Juan Ernesto Jiménez, un soldado sevillano que había salido de la península,  por órdenes de la corona, se había embarcado en una travesía prolongada de varios días hacia la región de las Antillas. Su misión era la de custodiar varios presos que habían cometido delitos graves en la provincia de Ávila e iban a ser transferidos hasta el presidio del Morro en la isleta de San Juan Bautista, porque las cárceles en esta región ya no daban abasto. Diego Ortiz, un soldado Andaluz de la provincia de Cádiz, se encontraba también en la embarcación. Ambos venían a la región del Caribe con la intención de quedarse como soldados de presidios ya que en la península se empezaban a movilizar soldados hacia el este donde se peleaba guerra contra Francia que trataba fuertemente de romper la unión de Países Bajos Españoles.
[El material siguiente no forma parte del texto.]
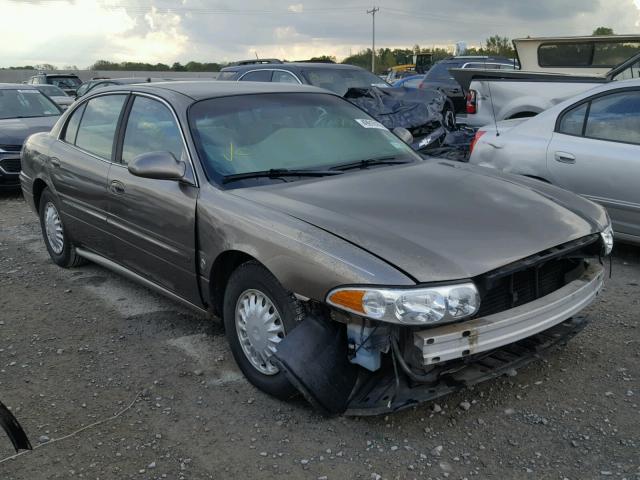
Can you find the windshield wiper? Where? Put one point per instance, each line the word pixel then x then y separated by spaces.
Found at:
pixel 278 172
pixel 369 162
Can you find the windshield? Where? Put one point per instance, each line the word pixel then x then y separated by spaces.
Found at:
pixel 51 90
pixel 22 103
pixel 253 133
pixel 339 80
pixel 64 82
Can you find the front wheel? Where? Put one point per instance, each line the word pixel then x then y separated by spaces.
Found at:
pixel 258 313
pixel 59 246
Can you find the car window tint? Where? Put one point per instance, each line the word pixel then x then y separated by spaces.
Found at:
pixel 151 128
pixel 412 82
pixel 615 117
pixel 71 130
pixel 99 123
pixel 257 76
pixel 573 121
pixel 283 77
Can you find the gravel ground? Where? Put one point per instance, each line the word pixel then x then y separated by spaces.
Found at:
pixel 78 346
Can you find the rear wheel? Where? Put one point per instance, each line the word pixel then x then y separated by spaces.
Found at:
pixel 59 246
pixel 258 314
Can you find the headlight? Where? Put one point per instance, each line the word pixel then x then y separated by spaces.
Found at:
pixel 418 306
pixel 607 239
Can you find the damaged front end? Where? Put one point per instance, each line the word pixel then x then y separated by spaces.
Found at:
pixel 349 364
pixel 427 114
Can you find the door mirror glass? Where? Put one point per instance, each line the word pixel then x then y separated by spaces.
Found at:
pixel 403 134
pixel 157 165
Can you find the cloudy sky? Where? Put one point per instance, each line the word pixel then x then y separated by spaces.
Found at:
pixel 78 32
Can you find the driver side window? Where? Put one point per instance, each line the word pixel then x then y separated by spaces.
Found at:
pixel 151 127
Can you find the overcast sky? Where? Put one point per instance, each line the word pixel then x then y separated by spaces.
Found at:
pixel 79 32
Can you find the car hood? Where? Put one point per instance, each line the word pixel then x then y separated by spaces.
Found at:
pixel 14 131
pixel 437 220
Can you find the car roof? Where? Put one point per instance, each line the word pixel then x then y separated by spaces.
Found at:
pixel 290 66
pixel 201 89
pixel 57 75
pixel 13 86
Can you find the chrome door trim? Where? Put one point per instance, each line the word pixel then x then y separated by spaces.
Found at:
pixel 116 267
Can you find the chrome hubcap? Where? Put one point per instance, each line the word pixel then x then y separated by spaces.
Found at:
pixel 259 329
pixel 53 228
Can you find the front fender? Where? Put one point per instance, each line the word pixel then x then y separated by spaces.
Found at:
pixel 305 259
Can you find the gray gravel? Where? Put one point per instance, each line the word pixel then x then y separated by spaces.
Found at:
pixel 77 346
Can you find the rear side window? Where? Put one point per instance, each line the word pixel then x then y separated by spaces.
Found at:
pixel 615 117
pixel 257 76
pixel 572 122
pixel 99 123
pixel 151 128
pixel 71 130
pixel 586 54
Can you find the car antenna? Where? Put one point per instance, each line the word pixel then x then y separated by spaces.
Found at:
pixel 493 110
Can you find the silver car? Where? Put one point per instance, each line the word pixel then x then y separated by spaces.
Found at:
pixel 589 144
pixel 344 265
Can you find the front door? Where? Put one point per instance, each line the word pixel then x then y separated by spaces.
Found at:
pixel 79 166
pixel 153 221
pixel 595 151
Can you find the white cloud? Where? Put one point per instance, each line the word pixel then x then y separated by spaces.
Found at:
pixel 82 31
pixel 296 8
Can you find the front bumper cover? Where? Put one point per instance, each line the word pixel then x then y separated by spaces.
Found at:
pixel 379 394
pixel 314 357
pixel 449 342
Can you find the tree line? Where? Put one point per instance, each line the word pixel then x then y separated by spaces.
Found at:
pixel 386 58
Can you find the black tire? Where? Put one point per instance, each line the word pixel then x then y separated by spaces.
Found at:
pixel 252 275
pixel 67 257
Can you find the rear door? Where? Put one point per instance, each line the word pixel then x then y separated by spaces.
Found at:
pixel 595 151
pixel 153 221
pixel 79 165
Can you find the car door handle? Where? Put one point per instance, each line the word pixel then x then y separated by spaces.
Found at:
pixel 116 187
pixel 564 157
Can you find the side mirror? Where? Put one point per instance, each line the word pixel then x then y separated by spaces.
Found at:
pixel 157 165
pixel 403 134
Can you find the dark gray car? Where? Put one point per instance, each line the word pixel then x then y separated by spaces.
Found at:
pixel 23 111
pixel 343 265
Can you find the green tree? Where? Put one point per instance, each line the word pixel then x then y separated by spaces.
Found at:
pixel 603 31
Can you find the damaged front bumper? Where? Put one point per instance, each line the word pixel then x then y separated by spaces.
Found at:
pixel 316 358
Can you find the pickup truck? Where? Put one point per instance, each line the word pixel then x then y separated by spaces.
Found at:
pixel 495 95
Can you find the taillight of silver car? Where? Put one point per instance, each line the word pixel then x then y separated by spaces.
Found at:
pixel 472 97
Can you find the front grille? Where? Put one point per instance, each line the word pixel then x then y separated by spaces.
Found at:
pixel 534 277
pixel 10 165
pixel 10 148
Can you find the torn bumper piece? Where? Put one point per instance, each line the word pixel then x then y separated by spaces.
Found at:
pixel 379 393
pixel 448 342
pixel 316 360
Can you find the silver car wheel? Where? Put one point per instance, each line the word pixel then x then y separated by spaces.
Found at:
pixel 259 328
pixel 53 228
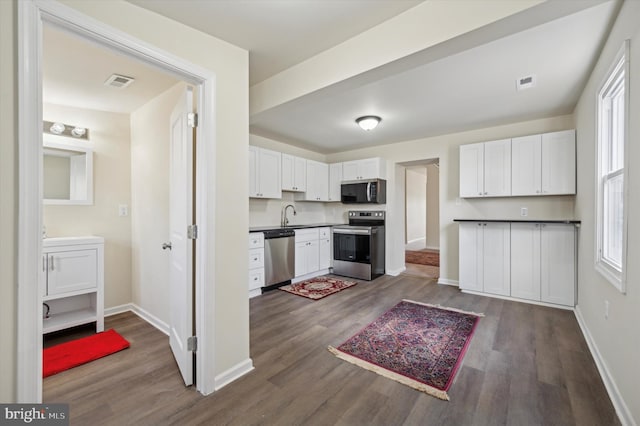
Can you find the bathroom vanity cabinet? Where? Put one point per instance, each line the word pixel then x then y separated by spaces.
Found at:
pixel 72 282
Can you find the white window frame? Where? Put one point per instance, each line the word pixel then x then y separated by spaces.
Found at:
pixel 614 273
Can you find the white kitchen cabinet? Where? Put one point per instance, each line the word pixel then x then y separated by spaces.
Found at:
pixel 72 277
pixel 307 253
pixel 317 182
pixel 544 164
pixel 558 264
pixel 264 173
pixel 325 248
pixel 294 173
pixel 335 180
pixel 484 257
pixel 485 169
pixel 369 168
pixel 256 263
pixel 543 262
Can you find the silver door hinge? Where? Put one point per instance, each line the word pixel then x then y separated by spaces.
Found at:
pixel 192 119
pixel 192 232
pixel 192 344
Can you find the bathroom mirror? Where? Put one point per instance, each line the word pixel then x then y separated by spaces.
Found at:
pixel 67 172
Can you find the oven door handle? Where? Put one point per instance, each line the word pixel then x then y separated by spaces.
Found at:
pixel 352 231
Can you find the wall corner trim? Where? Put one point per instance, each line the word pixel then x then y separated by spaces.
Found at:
pixel 624 415
pixel 233 373
pixel 447 281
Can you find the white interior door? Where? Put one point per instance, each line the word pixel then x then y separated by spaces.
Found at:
pixel 180 217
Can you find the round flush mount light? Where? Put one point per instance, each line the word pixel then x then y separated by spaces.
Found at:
pixel 78 132
pixel 368 122
pixel 57 128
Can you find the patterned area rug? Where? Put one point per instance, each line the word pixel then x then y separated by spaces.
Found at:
pixel 318 287
pixel 422 257
pixel 416 344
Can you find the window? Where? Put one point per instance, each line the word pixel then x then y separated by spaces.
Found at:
pixel 611 225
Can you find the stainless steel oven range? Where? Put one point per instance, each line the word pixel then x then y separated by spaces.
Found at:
pixel 358 248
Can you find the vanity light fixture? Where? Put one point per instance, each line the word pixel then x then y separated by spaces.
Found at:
pixel 368 122
pixel 57 128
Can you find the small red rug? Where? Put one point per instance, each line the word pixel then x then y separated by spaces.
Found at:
pixel 422 257
pixel 77 352
pixel 415 344
pixel 318 287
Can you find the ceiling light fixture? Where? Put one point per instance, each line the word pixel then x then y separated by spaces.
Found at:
pixel 368 122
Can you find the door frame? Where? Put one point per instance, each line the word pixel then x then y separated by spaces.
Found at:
pixel 32 14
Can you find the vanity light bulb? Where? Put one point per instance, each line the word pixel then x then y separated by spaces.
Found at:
pixel 78 132
pixel 57 128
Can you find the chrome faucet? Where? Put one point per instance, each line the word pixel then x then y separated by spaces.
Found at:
pixel 283 217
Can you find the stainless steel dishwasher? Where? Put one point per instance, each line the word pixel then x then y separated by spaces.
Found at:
pixel 279 256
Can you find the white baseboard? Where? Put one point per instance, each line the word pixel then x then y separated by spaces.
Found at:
pixel 145 315
pixel 233 373
pixel 447 281
pixel 625 416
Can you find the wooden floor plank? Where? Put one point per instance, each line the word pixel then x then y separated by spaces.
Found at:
pixel 526 365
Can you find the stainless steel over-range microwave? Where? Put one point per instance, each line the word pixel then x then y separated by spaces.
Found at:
pixel 370 191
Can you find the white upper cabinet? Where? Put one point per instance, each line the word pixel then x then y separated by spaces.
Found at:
pixel 485 169
pixel 264 173
pixel 317 182
pixel 335 179
pixel 544 164
pixel 559 162
pixel 369 168
pixel 294 173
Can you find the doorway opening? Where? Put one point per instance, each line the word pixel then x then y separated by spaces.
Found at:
pixel 33 18
pixel 422 219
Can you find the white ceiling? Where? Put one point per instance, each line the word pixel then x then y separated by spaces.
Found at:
pixel 279 33
pixel 74 71
pixel 473 88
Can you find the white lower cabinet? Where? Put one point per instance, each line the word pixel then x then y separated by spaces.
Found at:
pixel 313 250
pixel 256 263
pixel 72 277
pixel 484 257
pixel 543 262
pixel 529 261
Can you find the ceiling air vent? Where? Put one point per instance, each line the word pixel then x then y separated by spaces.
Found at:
pixel 527 82
pixel 119 81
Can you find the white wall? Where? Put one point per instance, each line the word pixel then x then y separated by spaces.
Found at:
pixel 110 135
pixel 8 199
pixel 616 337
pixel 446 148
pixel 416 204
pixel 433 207
pixel 150 202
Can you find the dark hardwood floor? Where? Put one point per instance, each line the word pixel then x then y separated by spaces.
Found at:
pixel 526 365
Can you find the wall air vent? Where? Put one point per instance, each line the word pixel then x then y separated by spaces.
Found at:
pixel 527 82
pixel 119 81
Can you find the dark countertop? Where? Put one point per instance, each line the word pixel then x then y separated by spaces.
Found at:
pixel 272 227
pixel 567 221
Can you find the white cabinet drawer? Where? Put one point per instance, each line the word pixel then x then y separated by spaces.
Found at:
pixel 256 240
pixel 310 234
pixel 256 258
pixel 324 233
pixel 256 279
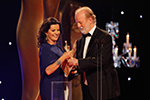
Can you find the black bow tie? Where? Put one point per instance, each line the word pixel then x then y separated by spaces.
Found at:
pixel 85 35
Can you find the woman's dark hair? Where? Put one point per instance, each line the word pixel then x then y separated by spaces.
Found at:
pixel 44 28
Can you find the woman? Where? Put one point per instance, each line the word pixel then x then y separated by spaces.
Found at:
pixel 51 57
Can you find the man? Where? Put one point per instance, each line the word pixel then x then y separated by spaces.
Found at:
pixel 88 47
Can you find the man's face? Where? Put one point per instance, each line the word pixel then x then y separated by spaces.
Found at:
pixel 83 22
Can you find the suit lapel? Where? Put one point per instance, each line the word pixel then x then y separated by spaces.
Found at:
pixel 92 41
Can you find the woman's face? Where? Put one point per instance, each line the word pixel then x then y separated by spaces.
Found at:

-Oiga, Che usted si que se la ha pasau’ cagando en toda la marcha.- le gritó Diego mientras Juan Ernesto subía a estribor.
-Es que esa agua que han subido acá me tiene hecho un cacao.- Le contestaba un poco acongojado y con el seño fruncido mientras se agarraba la panza. -Pásame un cigarro.- Terminó diciéndole.

En el barco venía una tripulación de 42 hombres y unos 11 presos. Las órdenes de los soldados eran claras: conducir a los presos hacia el presidio ubicado en la isleta de San Juan, en el fortín del Morro y presentarse ante el oficial a cargo de las actividades de vigilancia. Entre los allí presentes había  en su mayoría hombres maduros que ya la había pasado de largo y no tenían nada que perder en coger un barco hasta un lugar lejano. Nunca faltaba el sádico y uno que otro loco que señalaban las pendejases y cuando se unían no había dios que los callaras de tanta bazofia que hablaban..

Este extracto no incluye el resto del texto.